The Observability Gap in LLM Apps
Traditional APM tools (Datadog, New Relic) capture HTTP latency and error rates. They tell you a request took 4 seconds — but not that 3.8 seconds was an LLM call, that the prompt had 1,200 tokens, that the model used was gpt-4o, or that the user-visible answer was a hallucination. Langfuse fills this gap with LLM-native observability.
Core Hierarchy
Trace → Span → Generation
- A Trace represents one user interaction (e.g., one chat message)
- Spans are logical steps within a trace (retrieve documents, format prompt, call LLM)

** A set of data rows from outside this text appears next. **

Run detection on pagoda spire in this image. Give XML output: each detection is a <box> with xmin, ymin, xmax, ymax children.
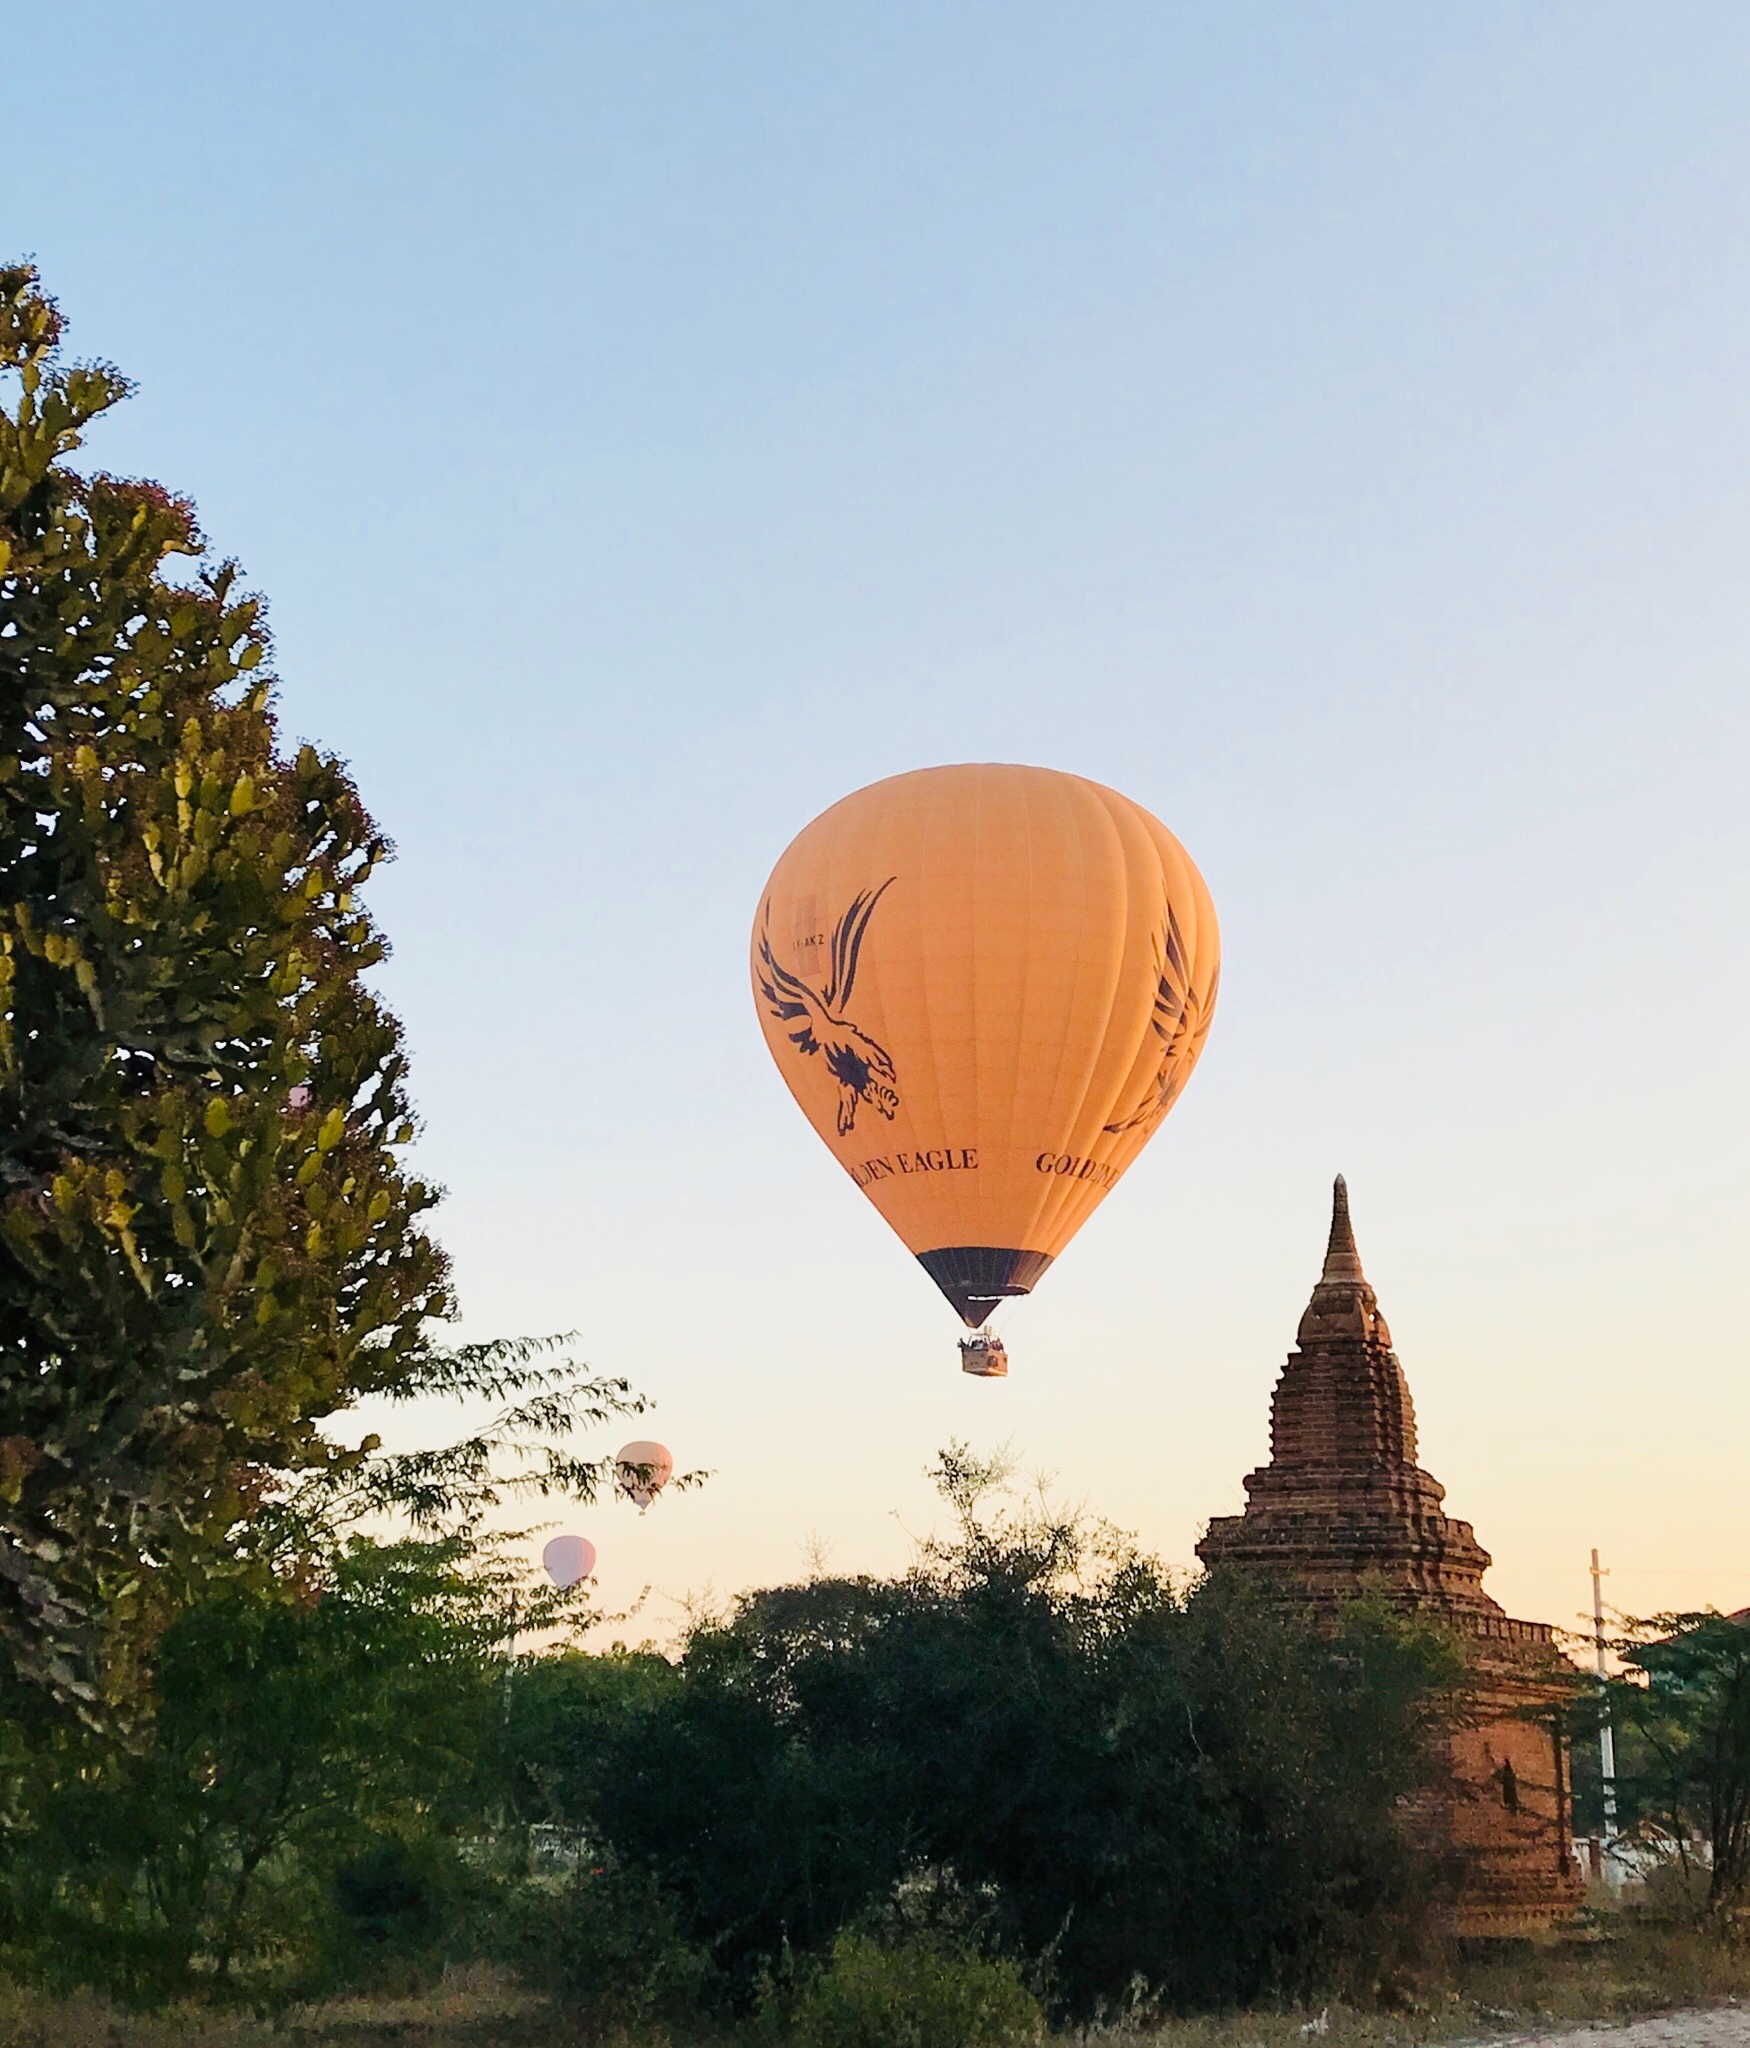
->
<box><xmin>1194</xmin><ymin>1175</ymin><xmax>1582</xmax><ymax>1937</ymax></box>
<box><xmin>1199</xmin><ymin>1172</ymin><xmax>1494</xmax><ymax>1615</ymax></box>
<box><xmin>1298</xmin><ymin>1173</ymin><xmax>1384</xmax><ymax>1346</ymax></box>
<box><xmin>1321</xmin><ymin>1173</ymin><xmax>1365</xmax><ymax>1282</ymax></box>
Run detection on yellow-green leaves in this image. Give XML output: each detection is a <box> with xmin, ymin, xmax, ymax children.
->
<box><xmin>0</xmin><ymin>260</ymin><xmax>450</xmax><ymax>1711</ymax></box>
<box><xmin>0</xmin><ymin>939</ymin><xmax>15</xmax><ymax>1085</ymax></box>
<box><xmin>0</xmin><ymin>1435</ymin><xmax>39</xmax><ymax>1507</ymax></box>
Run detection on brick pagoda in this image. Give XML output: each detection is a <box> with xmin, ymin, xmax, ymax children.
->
<box><xmin>1197</xmin><ymin>1177</ymin><xmax>1581</xmax><ymax>1936</ymax></box>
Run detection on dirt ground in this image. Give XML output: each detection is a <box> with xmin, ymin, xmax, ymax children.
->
<box><xmin>9</xmin><ymin>1997</ymin><xmax>1744</xmax><ymax>2048</ymax></box>
<box><xmin>1486</xmin><ymin>2015</ymin><xmax>1750</xmax><ymax>2048</ymax></box>
<box><xmin>3</xmin><ymin>1928</ymin><xmax>1748</xmax><ymax>2048</ymax></box>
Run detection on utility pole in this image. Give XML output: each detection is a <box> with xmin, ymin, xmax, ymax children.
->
<box><xmin>502</xmin><ymin>1587</ymin><xmax>519</xmax><ymax>1729</ymax></box>
<box><xmin>1591</xmin><ymin>1548</ymin><xmax>1620</xmax><ymax>1886</ymax></box>
<box><xmin>492</xmin><ymin>1587</ymin><xmax>520</xmax><ymax>1838</ymax></box>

- A Generation is a specific LLM call with input/output tokens, model name, latency, and cost
Python SDK Integration
pip install langfuse
Decorator-Based Tracing
from langfuse.decorators import observe, langfuse_context
from openai import OpenAI
client = OpenAI()
@observe()
def retrieve_docs(query: str) -> str:
# Simulate vector retrieval
return f"Documents for: {query}"
@observe()
def generate_answer(docs: str, question: str) -> str:
langfuse_context.update_current_observation(
input={"docs": docs, "question": question}
)
response = client.chat.completions.create(
model="gpt-4o-mini",
messages=[
{"role": "system", "content": f"Context: {docs}"},
{"role": "user", "content": question},
],
)
answer = response.choices[0].message.content
langfuse_context.update_current_observation(output=answer)
return answer
@observe()
def answer_question(question: str) -> str:
docs = retrieve_docs(question)
return generate_answer(docs, question)
result = answer_question("What is PagedAttention?")
Every @observe() call automatically creates a span in the trace. Langfuse captures function arguments as input and return values as output.
Prompt Management With Versioning
Store, version, and A/B test prompts in the Langfuse UI:
from langfuse import Langfuse
lf = Langfuse()
prompt = lf.get_prompt("answer-question", version=3)
compiled = prompt.compile(context="...", question="...")
Changing a prompt in production no longer requires a code deploy.
Dataset Creation From Production Traces
Mark any trace as a dataset item directly from the UI. Build ground-truth datasets from real user interactions, then run batch evaluations to compare prompt versions or models.
LLM-as-Judge Scoring
from langfuse import Langfuse
lf = Langfuse()
lf.score(
trace_id="trace-xyz",
name="faithfulness",
value=0.92,
comment="Answer matches source documents",
)
Automate this with an evaluator function that runs after each generation.
Self-Hosting With Docker
git clone https://github.com/langfuse/langfuse.git
cd langfuse
docker compose up -d
The stack includes PostgreSQL, Redis, and the Langfuse web server. Full instructions in the self-host guide.
User-Level Cost Attribution
Pass user_id to attribute token costs to individual users — essential for multi-tenant SaaS billing:
langfuse_context.update_current_trace(user_id="user-456", session_id="session-789")
The dashboard then shows cost-per-user histograms and per-session token usage.